Buddy Witherspoon, the Columbia dentist who is running in the GOP primary to unseat Sen. Lindsey Graham, was on the radio this morning when a caller asked something along the lines of "Do you support Don't Ask, Don't Tell — the policy that is allowing Lindsey Graham to serve in the military?"
Witherspoon's response didn't address the second part of the question, but he said that he would repeal Don't Ask Don't Tell (thus reinstituting the aggressive pursuit and removal of gay service members) because we need to make sure our soldiers are there for the right reasons (because us gays go into war zones for the expansive color palette — oh, and the showers! Oh, the showers!).
Two calls later, a listener wants to know Buddy's opinion on gay marriage. He responded with all that sanctity b-s.
So, then I get to work, and what do I find in my e-mail box? A note from anti-immigration folks that refers to the Senator as Lindsey "The Pink Elephant" Graham.
In the wake of the Larry Craig scandal last year, we took a look at this speculation about Graham's private life.
Is Lindsey Graham gay?
At 52, the life-long bachelor has been fodder for such rumors for years, but with the (since revoked) resignation of Sen. Larry Craig, R-Idaho — the anti-gay politician who pled guilty to disorderly conduct after allegedly soliciting sex in an airport men's room — the internet is abuzz over who's next, and they're dying to know what's going on in Graham's bedroom. Is it the latest grasp for the light switch in South Carolina's powerful political closet? Or the inevitable labeling of "closet-clinging self-hater" that befalls any content bachelor?
When GQ asked last year, Graham wasn't mean, just dismissive. He said he's not gay, just a loner.
And, interestingly enough, we made this prediction.

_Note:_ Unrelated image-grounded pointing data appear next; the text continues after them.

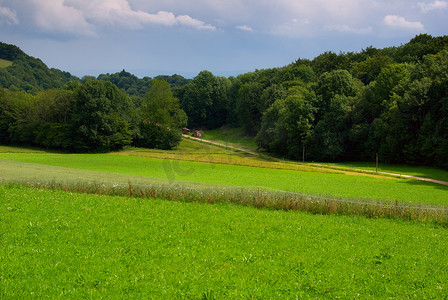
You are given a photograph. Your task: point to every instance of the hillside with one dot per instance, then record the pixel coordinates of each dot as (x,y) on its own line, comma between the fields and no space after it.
(19,71)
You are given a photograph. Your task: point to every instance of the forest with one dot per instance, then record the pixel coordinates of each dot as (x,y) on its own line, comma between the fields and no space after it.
(335,107)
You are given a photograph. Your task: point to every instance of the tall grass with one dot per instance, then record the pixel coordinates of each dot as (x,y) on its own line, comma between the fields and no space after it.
(260,198)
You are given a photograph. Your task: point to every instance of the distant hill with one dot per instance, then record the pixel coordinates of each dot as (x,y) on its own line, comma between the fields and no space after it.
(19,71)
(5,63)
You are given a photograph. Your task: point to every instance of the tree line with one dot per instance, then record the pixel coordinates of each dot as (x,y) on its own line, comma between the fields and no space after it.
(346,106)
(337,107)
(95,116)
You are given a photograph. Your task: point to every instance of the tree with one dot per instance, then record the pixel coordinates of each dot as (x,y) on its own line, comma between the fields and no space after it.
(101,117)
(159,118)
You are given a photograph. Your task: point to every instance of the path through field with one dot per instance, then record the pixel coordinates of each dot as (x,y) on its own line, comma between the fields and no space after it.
(327,166)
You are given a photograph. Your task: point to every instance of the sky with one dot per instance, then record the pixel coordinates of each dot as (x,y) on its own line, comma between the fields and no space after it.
(226,37)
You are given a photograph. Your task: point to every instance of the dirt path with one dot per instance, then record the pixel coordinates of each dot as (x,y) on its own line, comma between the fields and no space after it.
(328,166)
(231,147)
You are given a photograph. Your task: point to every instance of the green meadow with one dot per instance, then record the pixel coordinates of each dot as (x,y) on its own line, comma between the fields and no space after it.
(172,171)
(65,244)
(57,244)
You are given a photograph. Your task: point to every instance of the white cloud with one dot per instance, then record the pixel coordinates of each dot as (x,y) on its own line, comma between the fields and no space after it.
(244,28)
(400,22)
(433,6)
(8,15)
(85,17)
(349,29)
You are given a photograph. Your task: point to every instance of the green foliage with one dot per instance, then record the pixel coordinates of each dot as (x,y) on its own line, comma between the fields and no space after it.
(101,117)
(5,63)
(159,118)
(205,100)
(106,167)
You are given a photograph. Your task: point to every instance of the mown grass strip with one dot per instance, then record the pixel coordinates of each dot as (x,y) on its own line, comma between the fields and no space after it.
(259,198)
(57,244)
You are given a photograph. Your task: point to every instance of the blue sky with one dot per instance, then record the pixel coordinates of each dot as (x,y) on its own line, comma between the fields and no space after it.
(226,37)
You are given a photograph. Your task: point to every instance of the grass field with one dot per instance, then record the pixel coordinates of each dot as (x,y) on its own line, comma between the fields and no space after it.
(57,244)
(24,165)
(5,63)
(419,171)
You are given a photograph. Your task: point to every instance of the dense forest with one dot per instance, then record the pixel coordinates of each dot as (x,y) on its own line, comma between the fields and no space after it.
(346,106)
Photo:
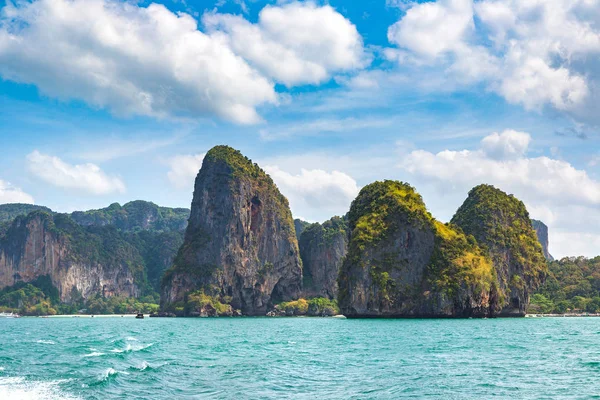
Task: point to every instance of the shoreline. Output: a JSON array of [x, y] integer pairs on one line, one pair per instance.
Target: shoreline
[[340, 316]]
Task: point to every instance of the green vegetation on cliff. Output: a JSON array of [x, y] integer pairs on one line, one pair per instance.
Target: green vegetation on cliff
[[390, 227], [40, 297], [322, 234], [139, 236], [242, 167], [135, 216], [572, 285], [458, 261], [373, 213], [8, 212], [318, 306], [239, 220], [501, 222], [300, 226]]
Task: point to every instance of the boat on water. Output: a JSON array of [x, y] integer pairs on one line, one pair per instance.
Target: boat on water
[[8, 315]]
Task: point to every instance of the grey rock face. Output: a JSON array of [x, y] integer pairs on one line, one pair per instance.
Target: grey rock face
[[403, 263], [322, 249], [501, 223], [541, 231], [240, 244], [36, 247]]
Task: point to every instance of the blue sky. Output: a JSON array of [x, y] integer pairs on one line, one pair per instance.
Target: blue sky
[[105, 101]]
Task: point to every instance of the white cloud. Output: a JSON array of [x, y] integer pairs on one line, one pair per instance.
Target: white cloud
[[431, 29], [11, 194], [129, 59], [507, 145], [316, 194], [328, 125], [85, 177], [564, 197], [183, 170], [533, 53], [294, 43]]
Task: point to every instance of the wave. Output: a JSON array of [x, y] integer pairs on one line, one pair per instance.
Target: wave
[[108, 375], [144, 366], [129, 348], [94, 354], [20, 388]]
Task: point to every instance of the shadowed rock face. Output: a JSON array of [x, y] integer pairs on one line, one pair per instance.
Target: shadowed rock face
[[403, 263], [541, 231], [77, 261], [240, 244], [322, 249], [501, 223]]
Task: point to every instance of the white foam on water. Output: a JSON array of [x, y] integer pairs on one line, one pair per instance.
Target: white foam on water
[[22, 389], [130, 348], [143, 366], [94, 354]]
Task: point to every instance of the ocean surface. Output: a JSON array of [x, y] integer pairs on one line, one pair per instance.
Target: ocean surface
[[298, 358]]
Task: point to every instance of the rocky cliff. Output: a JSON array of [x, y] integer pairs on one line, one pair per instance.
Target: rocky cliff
[[240, 244], [322, 249], [299, 225], [401, 262], [135, 216], [8, 212], [501, 223], [541, 231], [112, 251], [79, 262]]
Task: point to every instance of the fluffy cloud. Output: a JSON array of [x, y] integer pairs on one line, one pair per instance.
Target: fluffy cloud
[[507, 145], [129, 59], [149, 61], [564, 197], [533, 53], [430, 29], [11, 194], [294, 43], [85, 177], [183, 170], [316, 194]]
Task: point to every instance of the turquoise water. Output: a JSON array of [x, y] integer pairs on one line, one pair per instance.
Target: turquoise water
[[299, 358]]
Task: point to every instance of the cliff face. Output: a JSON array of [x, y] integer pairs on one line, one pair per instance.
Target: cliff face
[[8, 212], [134, 216], [240, 244], [501, 223], [300, 225], [403, 263], [541, 231], [322, 249], [78, 262]]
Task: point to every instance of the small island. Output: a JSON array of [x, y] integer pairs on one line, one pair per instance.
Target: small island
[[238, 252]]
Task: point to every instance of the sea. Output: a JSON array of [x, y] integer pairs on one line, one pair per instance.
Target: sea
[[299, 358]]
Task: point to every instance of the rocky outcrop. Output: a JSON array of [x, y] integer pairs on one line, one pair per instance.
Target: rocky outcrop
[[80, 263], [501, 223], [322, 249], [240, 244], [8, 212], [541, 231], [135, 216], [401, 262], [299, 225]]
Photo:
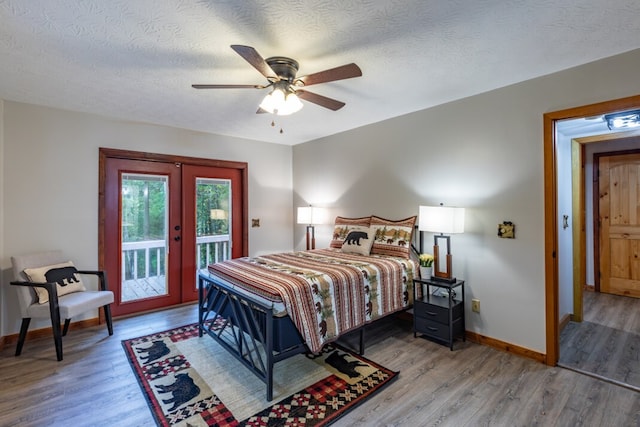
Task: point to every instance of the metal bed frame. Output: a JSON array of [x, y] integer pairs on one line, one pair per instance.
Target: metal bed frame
[[248, 329]]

With rampant calls for a primary opponent to challenge Graham next year, it likely won't be the Dems that Graham has to be concerned about with the gay-baiting. While many in the Democratic Party have reveled at the scandalous exit of Sen. Craig, a long-standing opponent of gay rights, the most vocal calls for his ouster came from his own party, including presidential candidate John McCain, Graham's Senate BFF.